Aveva cominciato a preoccuparsi per Harman già il secondo giorno dopo che lui era volato via con Daeman e Savi. Non si aspettava, a dire il vero, che lui venisse in picchiata a prenderla a bordo della nave spaziale come aveva promesso (una fantasia infantile alla quale pensava che neppure lui credesse) ma pensava che i tre sarebbero tornati in sonie nel giro di due o tre giorni. Dopo quattro giorni la preoccupazione si mutò in collera. Dopo una settimana tornò a essere preoccupazione, più profonda, più tormentosa di quanto non avesse mai provato. Ada cominciò ad avere difficoltà a dormire. Dopo due settimane, non sapeva più che cosa pensare.

Il quattordicesimo mattino dalla partenza dei tre, senza avere ricevuto notizie da amici in visita (e ora senza dubbio centinaia e centinaia di persone venivano in visita a villa Ardis) Ada percorse su un calesse tirato da un voynix il breve tratto fino al portale fax e dopo un solo minuto di esitazione (che cosa poteva succederle, in fondo, se si fosse faxata?) uscì a Cratere Parigi e andò nel domi della madre di Daeman.

La madre di Daeman era fuori di sé per l’ansia. Daeman a volte si tratteneva settimane a una festa (era perfino andato per un mese intero a caccia di farfalle, quando gli mancava un anno a compiere la prima Ventina) ma le faceva sempre sapere dove si trovava e quando sarebbe tornato. Nelle ultime due settimane… niente.

«Al suo posto non starei troppo in pensiero» la consolò Ada, dando all’anziana signora qualche colpetto sul braccio. «Il nostro amico Harman veglierà su Daeman; e la donna che abbiamo conosciuto, Savi, veglierà su entrambi.» Quelle parole consolarono la madre di Daeman, ma resero Ada più ansiosa che mai.

Ora, due settimane dopo la visita a Cratere Parigi, sentendo già la mancanza di Hannah, ma sapendola al sicuro nello spedale, Ada si trovò assorta nei pensieri durante il viaggio in calesse sulle colline, diretta verso casa.

Nell’ultimo mese a villa Ardis c’era stata una vera invasione. Due settimane prima Ada era tornata da Cratere Parigi di notte, perciò durante questa corsa di mattina, dall’alto della strada che portava alla villa, vedeva davvero i cambiamenti per la prima volta nelle ultime quattro settimane; lo spettacolo la lasciò senza fiato.

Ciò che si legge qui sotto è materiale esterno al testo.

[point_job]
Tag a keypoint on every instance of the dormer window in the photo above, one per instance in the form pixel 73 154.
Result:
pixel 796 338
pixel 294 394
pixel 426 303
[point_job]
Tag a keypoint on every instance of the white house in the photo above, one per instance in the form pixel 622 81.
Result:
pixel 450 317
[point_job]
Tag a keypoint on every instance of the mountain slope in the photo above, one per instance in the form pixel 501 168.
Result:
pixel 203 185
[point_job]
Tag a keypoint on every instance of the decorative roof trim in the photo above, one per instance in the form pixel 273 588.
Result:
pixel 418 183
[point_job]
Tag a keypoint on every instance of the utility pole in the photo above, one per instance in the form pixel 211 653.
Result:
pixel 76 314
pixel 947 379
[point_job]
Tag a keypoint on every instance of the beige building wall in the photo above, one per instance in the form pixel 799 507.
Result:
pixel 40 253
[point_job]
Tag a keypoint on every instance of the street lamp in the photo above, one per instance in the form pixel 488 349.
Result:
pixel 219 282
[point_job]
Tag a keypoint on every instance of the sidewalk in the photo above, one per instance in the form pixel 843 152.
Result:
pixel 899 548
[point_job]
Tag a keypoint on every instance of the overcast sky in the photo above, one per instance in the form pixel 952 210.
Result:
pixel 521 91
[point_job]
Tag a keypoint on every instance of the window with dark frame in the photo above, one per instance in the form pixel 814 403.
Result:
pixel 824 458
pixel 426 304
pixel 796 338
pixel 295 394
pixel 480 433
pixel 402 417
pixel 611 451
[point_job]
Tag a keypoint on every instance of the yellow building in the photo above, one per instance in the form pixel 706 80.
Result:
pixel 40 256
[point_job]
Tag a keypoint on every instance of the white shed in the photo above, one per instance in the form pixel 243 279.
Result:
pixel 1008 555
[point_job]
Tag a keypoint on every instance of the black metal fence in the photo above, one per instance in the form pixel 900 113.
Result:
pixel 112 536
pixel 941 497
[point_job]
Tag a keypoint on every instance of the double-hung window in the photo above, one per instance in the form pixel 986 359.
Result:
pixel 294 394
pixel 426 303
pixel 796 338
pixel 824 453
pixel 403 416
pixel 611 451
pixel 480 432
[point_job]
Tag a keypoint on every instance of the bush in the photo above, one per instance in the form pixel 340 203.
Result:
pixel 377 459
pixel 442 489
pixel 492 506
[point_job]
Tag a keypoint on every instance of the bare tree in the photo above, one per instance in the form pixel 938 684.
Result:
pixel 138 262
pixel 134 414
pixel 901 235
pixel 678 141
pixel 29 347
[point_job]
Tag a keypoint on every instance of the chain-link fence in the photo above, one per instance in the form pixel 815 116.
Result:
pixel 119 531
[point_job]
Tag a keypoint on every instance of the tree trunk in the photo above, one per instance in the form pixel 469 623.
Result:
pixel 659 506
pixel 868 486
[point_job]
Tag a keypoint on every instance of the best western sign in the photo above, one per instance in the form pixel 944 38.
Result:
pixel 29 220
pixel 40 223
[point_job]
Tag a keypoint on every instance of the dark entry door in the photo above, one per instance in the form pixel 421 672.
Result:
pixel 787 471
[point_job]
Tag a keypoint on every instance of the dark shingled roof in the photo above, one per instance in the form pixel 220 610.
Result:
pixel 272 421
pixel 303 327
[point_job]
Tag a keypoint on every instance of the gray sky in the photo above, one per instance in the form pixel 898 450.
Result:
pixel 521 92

Decine e decine di tende colorate circondavano la vecchia, bianca costruzione sulla collina. All’inizio, solo dieci o venti visitatori, per la maggior parte uomini, erano venuti ad ascoltare Odisseo che parlava nel grande prato declinante dietro la casa; ma le decine erano diventate centinaia e al momento alcune migliaia di visitatori si erano faxati lì. Villa Ardis aveva solo una decina di calessi e di troike che si stavano consumando (come i voynix stranamente pigri) nel trasportare dal nodo fax alla casa il continuo flusso di gente, a tutte le ore del giorno e della notte, cosicché alcuni volontari dei primi giorni di insegnamento di Odisseo facevano i turni al portale fax ed esortavano la costante fila di visitatori a percorrere a piedi l’incredibile distanza di due chilometri fino alla villa. E quelli andavano a piedi. E a piedi tornavano al portale fax e poi si ripresentavano, qualche giorno o addirittura solo qualche ora più tardi, con altri, in maggioranza sempre uomini.